Part of the fun of having a fish biologist for a father is... ... fish heads in your front yard. E, like her sisters before her, learned about pulling otoliths. In fact, follow me down memory lane for a moment...
The first time I met M's wonderful Dad, my future father-in-law, I had gone over to M's house to help pull otoliths from bass heads. You know, back in the day when I was also a fishy scientist and I had no plans of ever getting married. I had a career. That day I also had the pleasure of sitting side-by-side with L on the front steps of the old little house and having a lovely conversation about how pretty and long L's hair was while she recorded data for us. Fast forward a few years to our old house that still had the gazebo in the backyard. A and her dad pulled tiny little otoliths from kokanee heads. By this time, A was quite accomplished in the fishy sciences. I was making pizza for dinner and had gone down to the backyard to ask if they wanted Canadian bacon on their pizza, but when I got back to the kitchen, the dog had eaten it all!
What? You don't know? What the heck is an otolith?

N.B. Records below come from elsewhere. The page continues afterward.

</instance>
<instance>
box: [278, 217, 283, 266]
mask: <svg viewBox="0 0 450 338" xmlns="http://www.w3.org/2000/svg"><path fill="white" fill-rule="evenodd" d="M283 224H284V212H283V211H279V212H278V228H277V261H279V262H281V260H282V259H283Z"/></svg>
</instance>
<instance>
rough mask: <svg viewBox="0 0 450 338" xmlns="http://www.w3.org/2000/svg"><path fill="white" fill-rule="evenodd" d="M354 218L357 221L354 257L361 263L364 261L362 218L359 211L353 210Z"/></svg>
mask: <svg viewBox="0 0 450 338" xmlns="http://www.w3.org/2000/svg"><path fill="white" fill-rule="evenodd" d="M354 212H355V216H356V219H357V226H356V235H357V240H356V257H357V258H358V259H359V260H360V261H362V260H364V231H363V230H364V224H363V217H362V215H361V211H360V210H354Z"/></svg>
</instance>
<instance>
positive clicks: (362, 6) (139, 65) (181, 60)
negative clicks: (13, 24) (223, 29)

An otolith is a bone found in the inner ear of a fish. As the fish ages, rings similar to the rings in a tree trunk are formed. These wonderful little bones can only be accessed by cutting through the fish's head, digging around in the brain with a pair of forceps, and feeling for the hard little bone. Some people who have been pulling otoliths for over ten years have an otolith intuition and don't have to fish around in the liquefied brain. The bone is preserved in a carefully labeled vial and sent to Olympia to be read by an expert in counting- I mean, fish aging.
Sounds fun, doesn't it? For some crazy reason, this kind of fish work doesn't bother me. But PLEASE don't make me handle a raw salmon in the kitchen! Ew! Skin! Scales! Gross!
...and don't leave your work in my compost, dearest husband.